Do you have the skew grinding attachment for your Wolverine? They should be available on your side of the pond. 

An example here. http://www.leevalley.com/en/wood/page.a ... at=1,43072

Pete


----------



## shad3925 (27 Oct 2013)

Inspector":1j04iw6v said:


> Do you have the skew grinding attachment for your Wolverine? They should be available on your side of the pond.
> 
> An example here. http://www.leevalley.com/en/wood/page.a ... at=1,43072
> 
> Pete



Hi Pete
No, I have the Wolverine + the Vari-grind attachment, there appear to be conflicting reviews on whether the Skew attachment is useful.
Do you use one?
Reg


----------



## Inspector (27 Oct 2013)

Yes. You just have to be careful to present the tool to the grinder so that it cuts across the centre of the tool so you don't skew the skew's edge. :wink: Not very difficult to do and the jig doesn't care if the skew is of conventional bar stock, oval or even round. 

Pete


----------



## shad3925 (27 Oct 2013)

Inspector":2t7u2ro2 said:


> Yes.

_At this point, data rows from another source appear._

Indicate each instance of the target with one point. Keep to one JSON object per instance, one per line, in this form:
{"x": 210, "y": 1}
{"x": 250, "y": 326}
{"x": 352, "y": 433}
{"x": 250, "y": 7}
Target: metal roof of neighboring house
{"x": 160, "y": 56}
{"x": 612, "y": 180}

You just have to be careful to present the tool to the grinder so that it cuts across the centre of the tool so you don't skew the skew's edge. :wink: Not very difficult to do and the jig doesn't care if the skew is of conventional bar stock, oval or even round.
> 
> Pete


Thanks Pete


----------



## KimG (28 Oct 2013)

Yes, treat the skew the same as if it were a flat section skew, keep the thickest section of the oval in the vertical (that is what Chas' V slot does) and just grind the cutting edge straight, you don't grind a separate shape for the oval, the whole thing is ground exactly the same as a square section tool, the difficulty being to prevent the tool from rolling on the oval, which, again, is what Chas' little jig helps to prevent.


----------



## shad3925 (28 Oct 2013)

KimG":1w1ru3ri said:


> Yes, treat the skew the same as if it were a flat section skew, keep the thickest section of the oval in the vertical (that is what Chas' V slot does) and just grind the cutting edge straight, you don't grind a separate shape for the oval, the whole thing is ground exactly the same as a square section tool, the difficulty being to prevent the tool from rolling on the oval, which, again, is what Chas' little jig helps to prevent.


Thanks Kim
Jig making tomorrow.
Had a look at your blog and your various woodturning's, absolutely superb.
Reg


----------